La nature de l’homme est si faible, et on a tant d’affaires dans cette vie, que j’ai oublié, en parlant de ce cher Warburton, de remarquer combien cet évêque serait pernicieux à la religion chrétienne, et à toute religion, si mon oncle ne s’était pas opposé vigoureusement à sa hardiesse.

« Les anciens sages, dit Warburton[2], crurent légitime et utile au public de dire le contraire de ce qu’ils pensaient. »

«[3]L’utilité, et non la vérité, était le but de la religion. »
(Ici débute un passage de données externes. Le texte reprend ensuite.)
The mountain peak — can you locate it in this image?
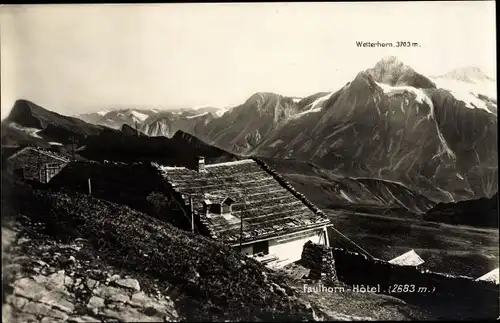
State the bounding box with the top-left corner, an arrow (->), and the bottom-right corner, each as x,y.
245,92 -> 282,103
377,55 -> 404,67
439,66 -> 495,83
367,56 -> 436,89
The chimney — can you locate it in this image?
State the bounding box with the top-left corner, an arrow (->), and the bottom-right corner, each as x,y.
197,156 -> 206,173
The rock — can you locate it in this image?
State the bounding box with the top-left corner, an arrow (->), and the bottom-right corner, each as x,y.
114,278 -> 141,292
8,295 -> 28,310
128,291 -> 149,307
85,278 -> 98,290
17,237 -> 30,244
93,286 -> 130,303
14,278 -> 47,300
75,278 -> 82,286
87,296 -> 105,309
3,263 -> 22,273
271,283 -> 287,297
33,274 -> 48,284
39,291 -> 75,313
23,300 -> 68,319
34,260 -> 49,267
109,274 -> 121,282
101,305 -> 163,322
41,317 -> 65,323
68,256 -> 76,263
67,315 -> 101,322
46,270 -> 66,290
65,276 -> 74,287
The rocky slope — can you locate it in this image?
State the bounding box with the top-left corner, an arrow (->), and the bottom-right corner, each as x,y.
1,175 -> 324,322
196,92 -> 311,154
2,222 -> 179,323
139,111 -> 214,139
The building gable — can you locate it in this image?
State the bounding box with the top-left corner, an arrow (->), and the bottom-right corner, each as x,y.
7,146 -> 70,183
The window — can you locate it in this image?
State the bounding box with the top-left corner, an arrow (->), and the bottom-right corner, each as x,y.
253,240 -> 269,255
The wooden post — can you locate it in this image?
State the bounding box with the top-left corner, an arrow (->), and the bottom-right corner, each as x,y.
44,164 -> 49,183
239,209 -> 243,252
71,136 -> 76,161
88,178 -> 92,195
189,195 -> 194,233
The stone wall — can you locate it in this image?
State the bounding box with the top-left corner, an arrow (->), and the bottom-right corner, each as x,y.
300,241 -> 337,283
301,242 -> 498,304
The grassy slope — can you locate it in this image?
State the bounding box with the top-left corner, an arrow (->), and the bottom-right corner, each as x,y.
327,210 -> 499,278
4,182 -> 318,322
1,173 -> 437,321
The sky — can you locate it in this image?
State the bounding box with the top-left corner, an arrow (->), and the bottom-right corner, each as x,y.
0,2 -> 496,118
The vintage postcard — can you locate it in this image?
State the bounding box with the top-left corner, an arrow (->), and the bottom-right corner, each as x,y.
1,2 -> 497,321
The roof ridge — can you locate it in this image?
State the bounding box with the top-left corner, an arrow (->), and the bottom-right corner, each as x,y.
35,147 -> 71,162
204,159 -> 255,168
7,145 -> 71,163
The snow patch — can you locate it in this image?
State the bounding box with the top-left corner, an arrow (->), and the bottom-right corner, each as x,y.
97,110 -> 110,116
186,112 -> 210,119
375,82 -> 434,115
191,105 -> 212,110
309,92 -> 334,110
432,78 -> 495,114
130,110 -> 149,122
289,93 -> 333,120
456,173 -> 464,180
8,122 -> 43,138
292,98 -> 302,103
339,190 -> 354,203
49,142 -> 63,146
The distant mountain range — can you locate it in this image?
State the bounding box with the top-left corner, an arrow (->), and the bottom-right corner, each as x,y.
2,56 -> 497,210
116,57 -> 494,204
78,106 -> 231,138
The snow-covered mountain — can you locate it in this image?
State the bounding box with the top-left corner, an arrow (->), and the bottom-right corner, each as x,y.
73,56 -> 497,204
431,66 -> 497,114
197,56 -> 497,203
77,106 -> 230,137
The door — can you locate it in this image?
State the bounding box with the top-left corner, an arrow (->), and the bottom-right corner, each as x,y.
253,240 -> 269,255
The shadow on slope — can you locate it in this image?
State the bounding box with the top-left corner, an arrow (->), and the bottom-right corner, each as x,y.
78,130 -> 240,167
423,193 -> 498,228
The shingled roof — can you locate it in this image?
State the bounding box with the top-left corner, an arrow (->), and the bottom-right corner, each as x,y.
475,268 -> 499,284
388,249 -> 425,267
7,146 -> 71,163
155,159 -> 331,244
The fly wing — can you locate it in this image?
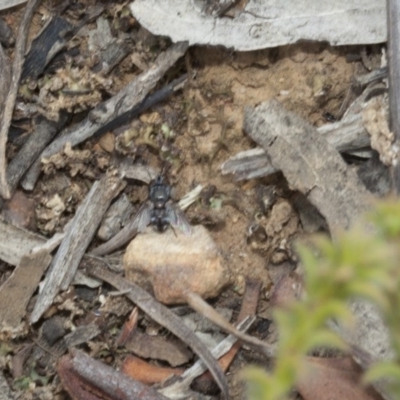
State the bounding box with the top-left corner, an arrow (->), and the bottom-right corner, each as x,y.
129,201 -> 152,234
166,203 -> 192,235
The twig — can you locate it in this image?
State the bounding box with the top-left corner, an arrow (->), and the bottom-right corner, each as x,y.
30,173 -> 125,323
88,263 -> 230,400
221,111 -> 371,181
387,0 -> 400,193
58,349 -> 170,400
0,0 -> 41,199
0,43 -> 11,111
354,66 -> 388,88
6,115 -> 66,195
21,43 -> 188,190
184,291 -> 274,358
161,317 -> 255,399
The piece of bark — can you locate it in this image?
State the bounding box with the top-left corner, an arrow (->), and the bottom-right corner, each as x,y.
115,307 -> 138,347
122,355 -> 184,385
1,190 -> 35,229
243,100 -> 373,232
125,330 -> 192,367
0,249 -> 52,328
58,349 -> 170,400
130,0 -> 386,50
30,173 -> 125,323
0,43 -> 11,112
21,42 -> 188,190
0,0 -> 28,11
222,113 -> 371,181
0,0 -> 41,199
6,115 -> 66,197
88,263 -> 230,400
387,0 -> 400,193
22,16 -> 73,80
64,324 -> 100,348
0,218 -> 45,266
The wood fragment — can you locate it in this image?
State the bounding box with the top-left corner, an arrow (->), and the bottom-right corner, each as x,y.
243,100 -> 373,232
184,291 -> 274,358
0,249 -> 52,328
0,43 -> 11,112
22,43 -> 188,190
22,16 -> 73,80
64,324 -> 100,348
0,0 -> 41,199
122,355 -> 184,384
88,263 -> 230,400
125,330 -> 192,366
115,307 -> 138,347
222,112 -> 371,181
0,218 -> 44,266
58,349 -> 170,400
387,0 -> 400,193
30,174 -> 125,323
6,116 -> 66,196
160,317 -> 255,399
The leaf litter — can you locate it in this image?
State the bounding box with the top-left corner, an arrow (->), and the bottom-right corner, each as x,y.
0,1 -> 392,400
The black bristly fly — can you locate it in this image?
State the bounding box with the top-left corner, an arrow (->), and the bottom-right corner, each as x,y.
130,175 -> 192,235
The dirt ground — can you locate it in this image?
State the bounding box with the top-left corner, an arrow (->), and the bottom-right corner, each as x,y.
0,1 -> 382,399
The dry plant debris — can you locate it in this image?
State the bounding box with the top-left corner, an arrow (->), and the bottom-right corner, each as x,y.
0,1 -> 395,399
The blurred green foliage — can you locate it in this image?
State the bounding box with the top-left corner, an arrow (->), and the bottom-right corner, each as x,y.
243,199 -> 400,400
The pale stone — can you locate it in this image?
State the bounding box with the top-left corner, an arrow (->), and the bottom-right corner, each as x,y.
123,226 -> 230,304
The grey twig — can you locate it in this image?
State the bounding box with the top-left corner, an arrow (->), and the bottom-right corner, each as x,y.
30,173 -> 125,323
89,263 -> 230,400
21,42 -> 188,190
387,0 -> 400,193
0,0 -> 41,199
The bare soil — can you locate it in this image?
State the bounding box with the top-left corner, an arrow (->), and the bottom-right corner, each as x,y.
0,1 -> 381,399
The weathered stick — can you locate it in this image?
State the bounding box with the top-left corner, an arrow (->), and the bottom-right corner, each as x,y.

Il emploie un chapitre entier à fortifier ce système par tous les exemples qu’il peut accumuler.

Remarquez que, pour prouver que les Juifs étaient une nation instruite par Dieu même, il dit que la doctrine de l’immortalité de l’âme et d’un jugement après la mort est d’une nécessité absolue, et que les Juifs ne la connaissaient pas. « Tout le monde, dit-il (all mankind), et spécialement les nations les plus savantes et les plus sages de l’antiquité, sont convenues de ce principe[4]. »

Voyez, mon cher lecteur, quelle horreur et quelle erreur dans ce peu de paroles qui font le sujet de son livre. Si tout l’univers, et particulièrement les nations les plus sages et les plus savantes, croyaient l’immortalité de l’âme, les Juifs, qui ne la croyaient pas, n’étaient donc qu’un peuple de brutes et d’insensés que Dieu ne conduisait pas. Voilà l’horreur dans un prêtre qui insulte les pauvres laïques. Hélas ! que n’eût-il point dit contre un laïque qui eût avancé les mêmes propositions ! Voici maintenant l’erreur.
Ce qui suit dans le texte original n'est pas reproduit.